WASHINGTON — Days after retiring from the National Institutes of Health, the agency’s former director warned that two signature programs — an initiative to decipher how the brain works, and another to build a massive and diverse genomics database — are threatened by Trump administration actions.
“Both of these groundbreaking projects are now at severe risk because of budget and workforce cuts,” Francis Collins said of the BRAIN and All of Us projects during a speech in front of the Lincoln Memorial — during one of dozens of Stand Up for Science rallies held around the U.S. on Friday.
The BRAIN initiative, launched during the Obama administration, is developing technologies to map how the individual neurons and circuits within the brain interact, while All of Us, which Collins was instrumental in launching, seeks to gather genomic and other health information from more than 1 million Americans, more than half of them from communities underrepresented in biomedical research, to better tailor medical care.
The past two months have been somber for many researchers — with interruptions to the scientific grant process, cuts to the federal science workforce, and reductions in funding for researchers.
But, for one afternoon, scientists took to the streets across the country, to find community in commiserating about the the first month of the Trump administration while laughing at an array of pun-filled signs with messages like “Cancer thanks Trump for the NIH Budget Cuts,” “Bad Doge,” and “Time to react” with a picture of a laboratory flask.
Events took place in 32 cities across the country, with a smattering of affiliated rallies in other towns and university campuses across the globe. The event’s message of “Standing Up for Science — because science is for everyone” was taken in stride. Many of the speakers and signs held by attendees lauded diversity among scientists.

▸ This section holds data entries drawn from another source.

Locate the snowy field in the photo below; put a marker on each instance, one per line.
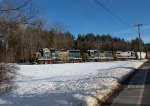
(69, 84)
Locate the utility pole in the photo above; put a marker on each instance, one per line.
(138, 25)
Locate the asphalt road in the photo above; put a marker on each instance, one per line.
(135, 91)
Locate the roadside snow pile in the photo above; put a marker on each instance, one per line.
(66, 84)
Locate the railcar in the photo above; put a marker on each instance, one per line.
(42, 57)
(46, 55)
(125, 55)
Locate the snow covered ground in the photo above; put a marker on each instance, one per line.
(69, 84)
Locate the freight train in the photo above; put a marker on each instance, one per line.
(47, 56)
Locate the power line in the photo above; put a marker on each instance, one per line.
(138, 25)
(115, 15)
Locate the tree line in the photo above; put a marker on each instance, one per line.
(22, 33)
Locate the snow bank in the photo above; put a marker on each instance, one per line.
(67, 84)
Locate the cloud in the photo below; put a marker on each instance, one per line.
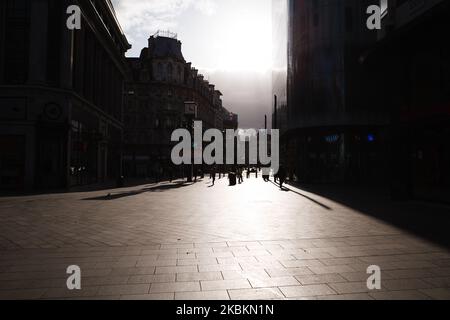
(140, 18)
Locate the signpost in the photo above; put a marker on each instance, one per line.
(190, 113)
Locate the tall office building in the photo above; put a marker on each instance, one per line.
(332, 134)
(61, 94)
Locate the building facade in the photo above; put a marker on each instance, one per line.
(60, 94)
(162, 83)
(331, 134)
(411, 63)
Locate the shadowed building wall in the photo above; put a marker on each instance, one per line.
(60, 94)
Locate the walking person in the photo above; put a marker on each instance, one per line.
(213, 176)
(282, 175)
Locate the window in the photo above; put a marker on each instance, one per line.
(16, 46)
(348, 19)
(384, 7)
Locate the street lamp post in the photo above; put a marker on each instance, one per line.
(190, 113)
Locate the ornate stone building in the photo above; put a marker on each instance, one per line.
(61, 94)
(162, 82)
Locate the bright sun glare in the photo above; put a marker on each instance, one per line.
(245, 44)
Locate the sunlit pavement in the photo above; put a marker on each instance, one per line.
(183, 241)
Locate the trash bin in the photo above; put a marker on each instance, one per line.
(232, 178)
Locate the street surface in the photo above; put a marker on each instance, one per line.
(251, 241)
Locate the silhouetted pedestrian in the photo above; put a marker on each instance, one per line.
(282, 175)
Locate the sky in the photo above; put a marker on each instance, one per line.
(229, 41)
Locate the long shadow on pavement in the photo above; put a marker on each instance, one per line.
(159, 188)
(427, 220)
(304, 196)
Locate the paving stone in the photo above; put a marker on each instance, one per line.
(307, 291)
(225, 285)
(320, 279)
(198, 276)
(129, 246)
(438, 293)
(175, 287)
(150, 297)
(206, 295)
(130, 289)
(158, 278)
(399, 295)
(273, 282)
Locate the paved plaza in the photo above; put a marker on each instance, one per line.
(193, 241)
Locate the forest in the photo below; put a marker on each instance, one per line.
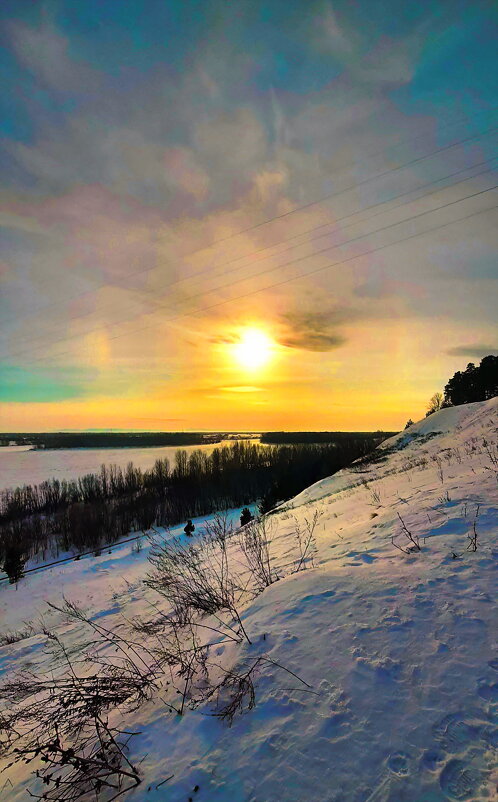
(98, 509)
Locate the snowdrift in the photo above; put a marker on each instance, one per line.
(397, 643)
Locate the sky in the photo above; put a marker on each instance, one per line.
(244, 215)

The headlining event was in Washington, where roughly 2,000 people gathered and heard Collins make his first public appearance since retiring.

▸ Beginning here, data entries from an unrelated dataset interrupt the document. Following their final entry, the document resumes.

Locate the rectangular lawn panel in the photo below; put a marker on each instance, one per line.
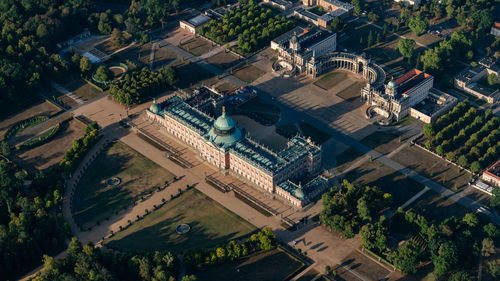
(353, 92)
(223, 60)
(82, 89)
(437, 208)
(373, 173)
(197, 46)
(210, 224)
(190, 73)
(270, 265)
(248, 73)
(331, 79)
(433, 167)
(95, 200)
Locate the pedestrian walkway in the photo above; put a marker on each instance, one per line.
(63, 91)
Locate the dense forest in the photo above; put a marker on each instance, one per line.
(31, 221)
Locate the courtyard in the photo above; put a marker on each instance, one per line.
(210, 224)
(95, 200)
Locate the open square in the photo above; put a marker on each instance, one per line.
(95, 200)
(210, 224)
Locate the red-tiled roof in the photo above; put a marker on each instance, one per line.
(411, 79)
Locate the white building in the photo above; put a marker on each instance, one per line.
(193, 25)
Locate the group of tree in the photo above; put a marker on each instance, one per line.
(79, 148)
(254, 26)
(457, 47)
(347, 207)
(465, 135)
(30, 31)
(233, 250)
(140, 85)
(31, 223)
(89, 263)
(454, 244)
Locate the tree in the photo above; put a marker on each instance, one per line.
(492, 79)
(491, 230)
(5, 148)
(493, 269)
(406, 47)
(189, 278)
(459, 276)
(431, 61)
(85, 64)
(117, 38)
(488, 247)
(337, 24)
(372, 16)
(470, 219)
(418, 25)
(103, 74)
(363, 210)
(475, 167)
(369, 40)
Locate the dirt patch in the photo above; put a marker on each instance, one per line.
(437, 208)
(51, 153)
(223, 60)
(44, 108)
(353, 92)
(364, 266)
(248, 73)
(197, 46)
(82, 89)
(192, 75)
(372, 173)
(331, 79)
(433, 167)
(260, 267)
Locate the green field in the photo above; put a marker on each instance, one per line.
(210, 223)
(331, 79)
(95, 201)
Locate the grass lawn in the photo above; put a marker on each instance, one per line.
(347, 158)
(270, 265)
(384, 141)
(372, 173)
(287, 130)
(331, 79)
(316, 135)
(191, 74)
(261, 105)
(42, 108)
(51, 153)
(223, 60)
(197, 46)
(95, 201)
(210, 223)
(248, 73)
(82, 89)
(353, 92)
(226, 87)
(433, 167)
(436, 208)
(364, 266)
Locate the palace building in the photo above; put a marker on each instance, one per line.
(222, 143)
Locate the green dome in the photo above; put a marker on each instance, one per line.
(224, 132)
(299, 193)
(154, 107)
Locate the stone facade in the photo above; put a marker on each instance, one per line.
(223, 144)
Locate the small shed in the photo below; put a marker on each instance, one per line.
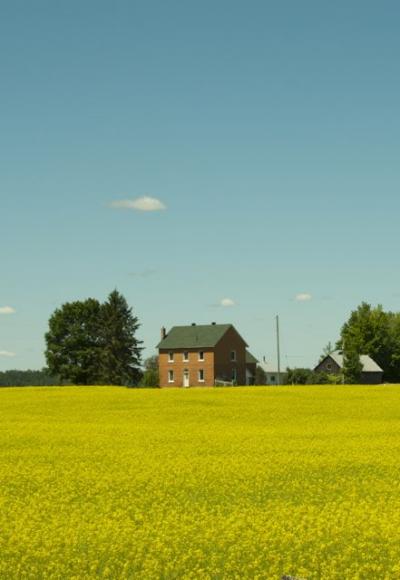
(371, 374)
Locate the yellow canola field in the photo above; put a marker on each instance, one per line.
(101, 482)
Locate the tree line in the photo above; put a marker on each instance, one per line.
(95, 343)
(369, 330)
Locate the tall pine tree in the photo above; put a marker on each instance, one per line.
(120, 349)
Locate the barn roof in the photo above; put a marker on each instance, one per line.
(195, 336)
(250, 359)
(368, 364)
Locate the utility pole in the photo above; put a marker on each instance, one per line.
(278, 350)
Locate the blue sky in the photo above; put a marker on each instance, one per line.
(270, 132)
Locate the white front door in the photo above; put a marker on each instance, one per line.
(185, 378)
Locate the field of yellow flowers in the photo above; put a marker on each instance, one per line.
(101, 482)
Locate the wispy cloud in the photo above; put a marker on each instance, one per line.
(303, 297)
(143, 273)
(145, 203)
(226, 302)
(7, 310)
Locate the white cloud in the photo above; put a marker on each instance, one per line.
(303, 297)
(227, 302)
(7, 310)
(144, 203)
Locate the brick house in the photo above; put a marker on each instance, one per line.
(371, 374)
(200, 355)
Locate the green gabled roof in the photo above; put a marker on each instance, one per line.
(250, 359)
(194, 336)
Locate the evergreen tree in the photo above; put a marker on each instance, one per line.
(120, 349)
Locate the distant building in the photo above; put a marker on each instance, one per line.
(201, 355)
(372, 374)
(271, 373)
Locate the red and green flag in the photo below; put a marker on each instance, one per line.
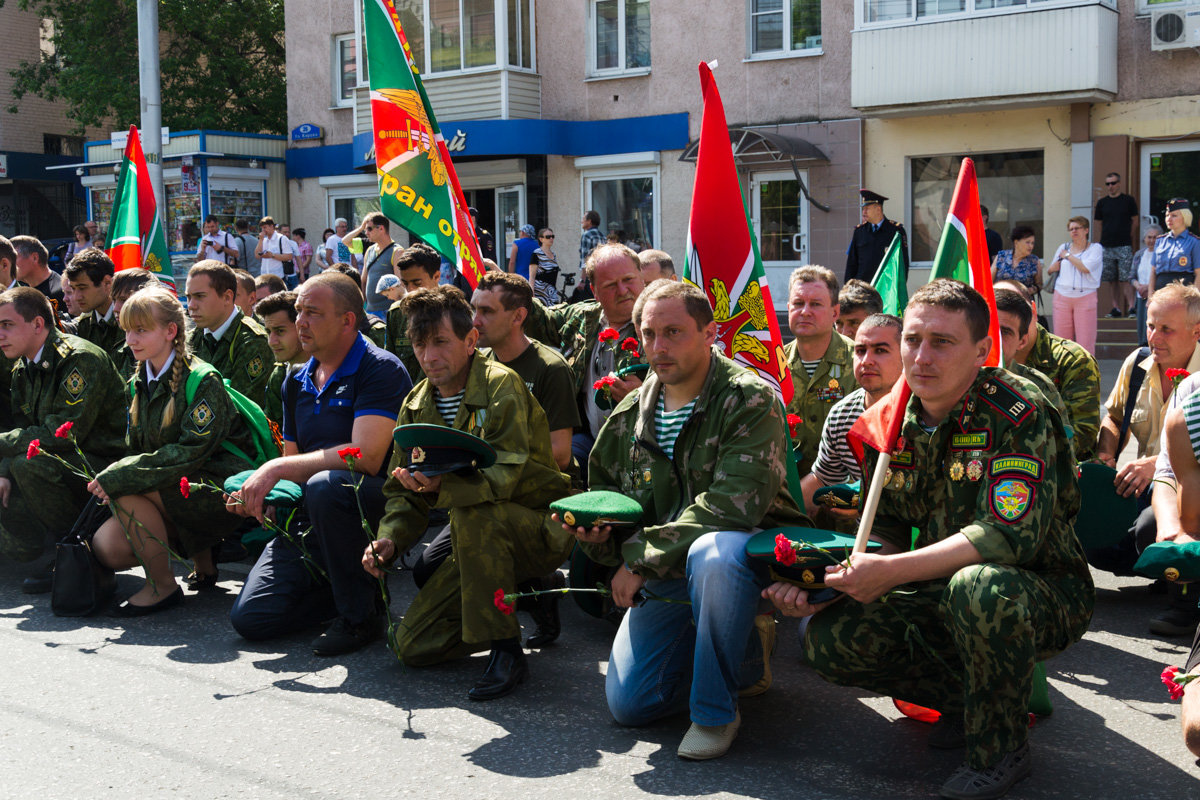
(418, 185)
(723, 253)
(135, 230)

Collins called out the Silicon Valley “move fast and break things” mantra, which has been championed by Elon Musk and his U.S. DOGE Service as they cut funding and staff across the federal government.
“A better mantra would be ‘First Do No Harm’ when the decisions will potentially disrupt an institution with a stunningly positive track record and affect the future health of the nation,” Collins said.
While there is room for efficiency improvements in government, interventions should be based on scientific opportunity and public need, not politics, he added.
Collins also emphasized NIH’s role in bankrolling the basic science that fuels clinical research, and called out pharmaceutical companies’ silence on the Trump administration’s wave of funding cuts.
“A recent study showed that more than 99% of new drug approvals depended in some way on NIH-sponsored fundamental research. Industry therefore also has much to lose if the federal investment is damaged,” he said. “By the way, it would be good to hear more about that from pharmaceutical company leaders, just saying.”
In Boston, several hundred people protested on the Boston Common, many wearing lab coats and university-affiliated paraphernalia and waving signs. Many of the speakers celebrated the fruits of scientific labor, from vaccines and medications like Ozempic, to artificial intelligence and cellphones, while ridiculing prominent figures from the current administration.
“Government investment in the NIH has led to a revolution in science. We’ve got to live through that revolution. It doesn’t happen often. So the idea that it’s being curtailed or shut down, it’s just f—ing stupid,” said Gary Ruvkun, a speaker at the Boston protest who was awarded the 2024 Nobel Prize in physiology or medicine.
Scientists at various stages of their careers lamented the effects of the Trump administration on their work. Several undergraduates and grad students took to the stage, frustrated with the uncertainty of how feasible a career in the sciences would be.
“It’s stressful. I’m graduating this year, and right now, the job market in any aspect is pretty difficult. It’s just disheartening that we’re facing this and that everyone in the field has to take that step back, pretty much everyone has gone into a hiring freeze,” said Brianna Close, a virology Ph.D. student at Boston University.
Others mentioned pauses in funding resulting from the halting of NIH study sections, which review research grants. “My own grant proposal, which was scheduled for review last week, was not reviewed, and it’s not clear how long my lab can go on,” said Nancy Kanwisher, a neuroscientist at the Massachusetts Institute of Technology, drawing collective booing from the crowd.
In a survey of 342 participants in the Washington protest collected by a team led by Dana Fisher, a sociologist at American University who studies activism, 81% cited funding freezes and reductions in the federal workforce as their primary reason for attending. About one in five participants were attending their first protest, according to Fisher.
One university professor, who preferred to remain anonymous, drove eight hours from South Carolina to attend the D.C. rally. She said in an interview that she is worried about the future of funding for her students and postdoctoral researchers.
“I teach a class, and I feel like I’m just rearranging deck chairs on the Titanic, because, like what’s the point of all this? They’re trying to kill science, and these students are future doctors and scientists,” she said.
Others stressed the importance of science and medicine in their own lives. Francis McMahon, himself an NIH researcher, held up a sign that read “NIH research SAVED my life.”
“I had a stroke last year, and because of treatment that was developed by NIH and that was available in my community hospital, I’m here walking and talking today,” he said.